Ödül nedeniyle Almanya'nın Baden Baden kentine gelen Petkov'la Alman Die Welt gazetesi konuştu.



Günümüzde gençlerin dünyanın nükleer bir savaşın eşiğine geldiğini daha iyi anlayabilmesi için 1983 yılındaki politik iklime göz atılması gerektiğini hatırlatan Rus yarbay Stanislav Petkov, "NATO, Batı Avrupa'ya Pershing 2 füzelerini yerleştirerek, menzilini Rusya'ya çevirmişti. Güney Kore'ya ait bir yolcu uçağının Rusya tarafından yanlışlık düşürülmesi sonrasında dönemin ABD Başkanı Ronald Reagen, Sovyetler Birliği'ni "Kötülükler İmparatorluğu" olarak nitelendirmişti" dedi.

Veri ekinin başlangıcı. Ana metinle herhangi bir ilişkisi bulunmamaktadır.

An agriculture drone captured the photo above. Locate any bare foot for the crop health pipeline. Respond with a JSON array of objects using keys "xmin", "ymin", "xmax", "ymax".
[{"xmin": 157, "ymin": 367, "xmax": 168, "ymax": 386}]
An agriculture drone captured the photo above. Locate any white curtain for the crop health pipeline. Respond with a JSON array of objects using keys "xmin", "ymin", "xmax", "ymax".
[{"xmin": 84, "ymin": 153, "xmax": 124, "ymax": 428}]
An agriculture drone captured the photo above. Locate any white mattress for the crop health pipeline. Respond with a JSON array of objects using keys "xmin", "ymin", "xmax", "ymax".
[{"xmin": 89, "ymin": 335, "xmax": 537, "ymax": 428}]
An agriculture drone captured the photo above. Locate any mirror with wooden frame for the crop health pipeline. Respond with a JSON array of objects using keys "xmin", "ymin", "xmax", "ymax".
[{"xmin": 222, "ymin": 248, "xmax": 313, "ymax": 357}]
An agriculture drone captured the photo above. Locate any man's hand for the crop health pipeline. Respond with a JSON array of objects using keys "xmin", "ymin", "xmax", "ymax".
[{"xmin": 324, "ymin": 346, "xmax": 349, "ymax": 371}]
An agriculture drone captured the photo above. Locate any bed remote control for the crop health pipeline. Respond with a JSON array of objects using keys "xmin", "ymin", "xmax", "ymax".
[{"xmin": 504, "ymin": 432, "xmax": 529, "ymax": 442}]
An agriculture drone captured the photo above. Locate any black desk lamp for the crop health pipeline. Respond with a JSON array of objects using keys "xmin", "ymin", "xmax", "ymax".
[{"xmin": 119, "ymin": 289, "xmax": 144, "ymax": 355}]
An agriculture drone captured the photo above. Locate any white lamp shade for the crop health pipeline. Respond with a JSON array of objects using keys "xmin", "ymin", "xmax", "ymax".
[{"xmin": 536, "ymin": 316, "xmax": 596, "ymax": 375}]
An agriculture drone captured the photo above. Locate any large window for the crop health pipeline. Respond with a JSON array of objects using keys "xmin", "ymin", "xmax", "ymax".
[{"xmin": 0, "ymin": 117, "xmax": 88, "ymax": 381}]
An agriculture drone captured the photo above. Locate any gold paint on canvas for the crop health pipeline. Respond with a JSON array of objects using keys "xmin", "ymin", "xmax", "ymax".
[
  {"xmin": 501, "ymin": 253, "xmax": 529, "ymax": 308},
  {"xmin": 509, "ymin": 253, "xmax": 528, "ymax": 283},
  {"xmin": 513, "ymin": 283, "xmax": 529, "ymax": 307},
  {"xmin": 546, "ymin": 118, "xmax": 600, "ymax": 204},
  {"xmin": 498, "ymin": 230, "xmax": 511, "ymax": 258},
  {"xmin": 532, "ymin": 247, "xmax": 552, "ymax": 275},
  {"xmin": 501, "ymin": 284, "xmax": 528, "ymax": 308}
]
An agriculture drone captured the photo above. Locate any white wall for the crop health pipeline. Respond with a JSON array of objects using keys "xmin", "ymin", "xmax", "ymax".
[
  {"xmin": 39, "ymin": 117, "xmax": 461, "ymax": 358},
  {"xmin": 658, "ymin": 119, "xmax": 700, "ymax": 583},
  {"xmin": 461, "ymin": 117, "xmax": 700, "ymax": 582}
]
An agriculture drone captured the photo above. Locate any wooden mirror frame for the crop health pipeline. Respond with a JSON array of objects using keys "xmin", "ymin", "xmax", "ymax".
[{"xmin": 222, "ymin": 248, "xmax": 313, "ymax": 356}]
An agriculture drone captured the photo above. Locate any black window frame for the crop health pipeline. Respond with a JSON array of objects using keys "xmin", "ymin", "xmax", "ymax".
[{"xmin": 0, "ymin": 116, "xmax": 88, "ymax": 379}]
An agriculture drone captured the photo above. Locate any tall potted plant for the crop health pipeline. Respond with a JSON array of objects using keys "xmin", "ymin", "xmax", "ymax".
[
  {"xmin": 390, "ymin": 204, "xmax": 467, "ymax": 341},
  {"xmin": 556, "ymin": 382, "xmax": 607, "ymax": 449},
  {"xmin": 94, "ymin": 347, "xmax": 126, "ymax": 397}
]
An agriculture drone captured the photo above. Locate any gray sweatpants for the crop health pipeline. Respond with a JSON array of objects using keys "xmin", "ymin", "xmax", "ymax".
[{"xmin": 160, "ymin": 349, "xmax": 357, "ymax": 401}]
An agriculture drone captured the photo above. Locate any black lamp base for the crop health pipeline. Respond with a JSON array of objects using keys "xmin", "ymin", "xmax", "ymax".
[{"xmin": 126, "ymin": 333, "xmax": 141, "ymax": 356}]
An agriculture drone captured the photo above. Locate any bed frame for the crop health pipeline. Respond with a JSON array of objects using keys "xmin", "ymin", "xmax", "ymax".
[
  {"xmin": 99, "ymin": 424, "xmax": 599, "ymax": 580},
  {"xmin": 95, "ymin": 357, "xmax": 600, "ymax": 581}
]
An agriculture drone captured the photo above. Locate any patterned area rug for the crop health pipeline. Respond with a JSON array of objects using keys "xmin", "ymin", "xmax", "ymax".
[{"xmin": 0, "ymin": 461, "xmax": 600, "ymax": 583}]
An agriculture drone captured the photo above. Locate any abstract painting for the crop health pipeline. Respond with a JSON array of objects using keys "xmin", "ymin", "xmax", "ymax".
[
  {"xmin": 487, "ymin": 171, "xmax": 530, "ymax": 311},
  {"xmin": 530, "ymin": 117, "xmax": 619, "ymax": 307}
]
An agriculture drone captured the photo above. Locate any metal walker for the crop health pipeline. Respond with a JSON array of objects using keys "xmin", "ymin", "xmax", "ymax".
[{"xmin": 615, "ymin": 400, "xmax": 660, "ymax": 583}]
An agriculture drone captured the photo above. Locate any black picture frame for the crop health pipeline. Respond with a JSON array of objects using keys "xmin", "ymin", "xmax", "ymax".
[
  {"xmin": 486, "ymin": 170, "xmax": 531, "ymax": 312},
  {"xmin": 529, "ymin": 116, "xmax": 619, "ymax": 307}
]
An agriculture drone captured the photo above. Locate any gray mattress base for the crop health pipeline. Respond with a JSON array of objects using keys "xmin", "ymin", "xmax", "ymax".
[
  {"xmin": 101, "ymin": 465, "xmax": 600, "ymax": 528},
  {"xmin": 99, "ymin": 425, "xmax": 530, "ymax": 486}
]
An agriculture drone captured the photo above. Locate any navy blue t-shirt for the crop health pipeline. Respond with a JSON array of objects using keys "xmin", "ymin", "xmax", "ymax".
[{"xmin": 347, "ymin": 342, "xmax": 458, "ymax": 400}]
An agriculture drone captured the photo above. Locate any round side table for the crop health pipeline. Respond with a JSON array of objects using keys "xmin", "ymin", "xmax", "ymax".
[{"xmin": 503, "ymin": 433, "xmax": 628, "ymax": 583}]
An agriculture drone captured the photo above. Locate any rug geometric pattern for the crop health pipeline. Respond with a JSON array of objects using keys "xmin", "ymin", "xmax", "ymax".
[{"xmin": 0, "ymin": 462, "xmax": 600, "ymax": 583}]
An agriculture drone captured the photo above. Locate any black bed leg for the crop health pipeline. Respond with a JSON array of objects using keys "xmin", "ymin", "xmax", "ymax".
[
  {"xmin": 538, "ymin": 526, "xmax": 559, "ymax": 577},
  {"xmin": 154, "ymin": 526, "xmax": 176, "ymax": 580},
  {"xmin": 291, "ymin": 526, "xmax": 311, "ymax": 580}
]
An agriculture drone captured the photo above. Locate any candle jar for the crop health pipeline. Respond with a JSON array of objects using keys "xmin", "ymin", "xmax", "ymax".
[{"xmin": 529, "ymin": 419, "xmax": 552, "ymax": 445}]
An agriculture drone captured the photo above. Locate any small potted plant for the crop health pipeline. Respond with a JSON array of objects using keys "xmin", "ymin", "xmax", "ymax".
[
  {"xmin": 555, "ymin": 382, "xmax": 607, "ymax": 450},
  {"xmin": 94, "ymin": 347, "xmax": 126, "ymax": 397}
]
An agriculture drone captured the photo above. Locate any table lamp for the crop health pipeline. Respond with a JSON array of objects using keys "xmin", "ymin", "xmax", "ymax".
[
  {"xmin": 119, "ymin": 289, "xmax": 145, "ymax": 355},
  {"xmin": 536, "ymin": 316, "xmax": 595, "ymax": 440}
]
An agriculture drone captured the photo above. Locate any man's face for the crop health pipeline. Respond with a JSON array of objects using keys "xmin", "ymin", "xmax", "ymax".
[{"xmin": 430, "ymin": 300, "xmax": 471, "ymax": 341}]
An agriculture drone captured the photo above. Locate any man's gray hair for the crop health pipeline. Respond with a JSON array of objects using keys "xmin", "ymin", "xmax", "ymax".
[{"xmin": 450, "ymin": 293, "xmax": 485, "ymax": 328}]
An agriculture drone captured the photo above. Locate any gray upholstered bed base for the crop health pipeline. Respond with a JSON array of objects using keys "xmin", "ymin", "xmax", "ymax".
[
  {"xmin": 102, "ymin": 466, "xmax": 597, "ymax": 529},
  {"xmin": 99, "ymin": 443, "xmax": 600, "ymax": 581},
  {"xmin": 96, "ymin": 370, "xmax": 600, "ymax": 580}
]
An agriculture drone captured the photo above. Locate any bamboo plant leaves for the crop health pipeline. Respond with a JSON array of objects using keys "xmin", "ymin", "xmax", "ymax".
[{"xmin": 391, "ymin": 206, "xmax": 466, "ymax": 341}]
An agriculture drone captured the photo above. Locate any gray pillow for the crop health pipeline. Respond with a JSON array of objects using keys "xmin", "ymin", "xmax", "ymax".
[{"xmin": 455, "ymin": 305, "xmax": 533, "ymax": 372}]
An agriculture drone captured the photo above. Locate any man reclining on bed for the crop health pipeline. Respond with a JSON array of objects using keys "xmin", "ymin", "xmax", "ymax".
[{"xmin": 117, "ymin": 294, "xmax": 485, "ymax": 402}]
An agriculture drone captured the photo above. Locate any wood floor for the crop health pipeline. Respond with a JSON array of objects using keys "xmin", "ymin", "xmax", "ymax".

Bu politik konjektürde Moskova yakınlarındaki kod adı Oko olan, Sovyet erken uyarı sistemi karargahına ev sahipliği yapan, gizli Serpukhov-15 sığınağında nöbetçi subay olarak görev yaptığını belirten Petkov, 26 Eylül 1983 günü işe gittiğini ve rutin bir mesainin gece yarısı 0:15'te "kırmızı bir alarmla" kabusa dönüştüğünü söyledi. 



'KÜÇÜK BİR ŞOK YAŞADIK'

Çalışma ofisinde duvarda asılı duran uydu haritasında Kuzey Amerika'da ABD'ye ait bir askeri tesisin bulunduğu noktada bir nükleer füzenin ateşlendiğini gösteren kırmızı bir işaretin yanıp söndüğünü belirten yarbay Petkov, "Hepimiz küçük bir şok yaşadık. Böyle bir durumu hiç vakit kaybetmeden üstlerime bildirmek zorundaydım. Ancak ben emrimdeki askerlere farklı bir emir vererek, bilgisayarda hata olup olmadığını bana rapor etmelerini istedim. Soğukkanlı düşündüğümde ABD'nin sadece bir nükleer füzeyle saldırmayacağı sonucuna vardım. Saldırı olursa bütün füzeler ateşlenmeliydi" şeklinde konuştu.



'DİZLERİMİN BAĞI ÇÖZÜLDÜ'

"ABD'de bir askeri üste yanlışlıkla bir nükleer füzenin ateşlendiği olasılığını düşündüm, ancak ABD'nin nükleer füzeleri fırlatma sisteminin de bizimki gibi karmaşık olduğunu biliyordum" diyen yarbay Petkov sözlerine şöyle devam etti: "Ama bir karar vermek zorundaydım. İki dakika içinde güvenli bir hattan merkez komutanlığı arayarak, yanlış alarm olduğunu söyledim. Daha telefonu kapatmadan başka füzelerin fırlatıldığı alarmı geldi. Daha sonra sistem analistlerini telefonla arayarak derhal gelmelerini istedim. Masamda kalktığımda dizlerimin tutmadığını fark ettim. Ancak "yanlış alarm" kararında ısrar ettim. Eğer füze gerçekten ateşlendiyse 18 dakika içinde hava sahamızda olması gerekiyordu. Beklemeye başladım. Bu zaman geçtikten sonra hava sahamızda bir şey olmayınca derin bir nefes aldım."



"GÜNEŞ IŞINLARI BİZİ YANILTTI'

O gece gerçekte neler yaşandığını ise ancak 6 ay sonra öğrenebildiğini belirten Petkov, "Milyarda olabilecek bir olay başımıza gelmişti. Güneş ışınlarının yüksek bulutlardaki yansıması, ABD askeri üssüne yansımış, bu durum uydu erken uyarı sistemince füze olarak algılanmıştı" dedi.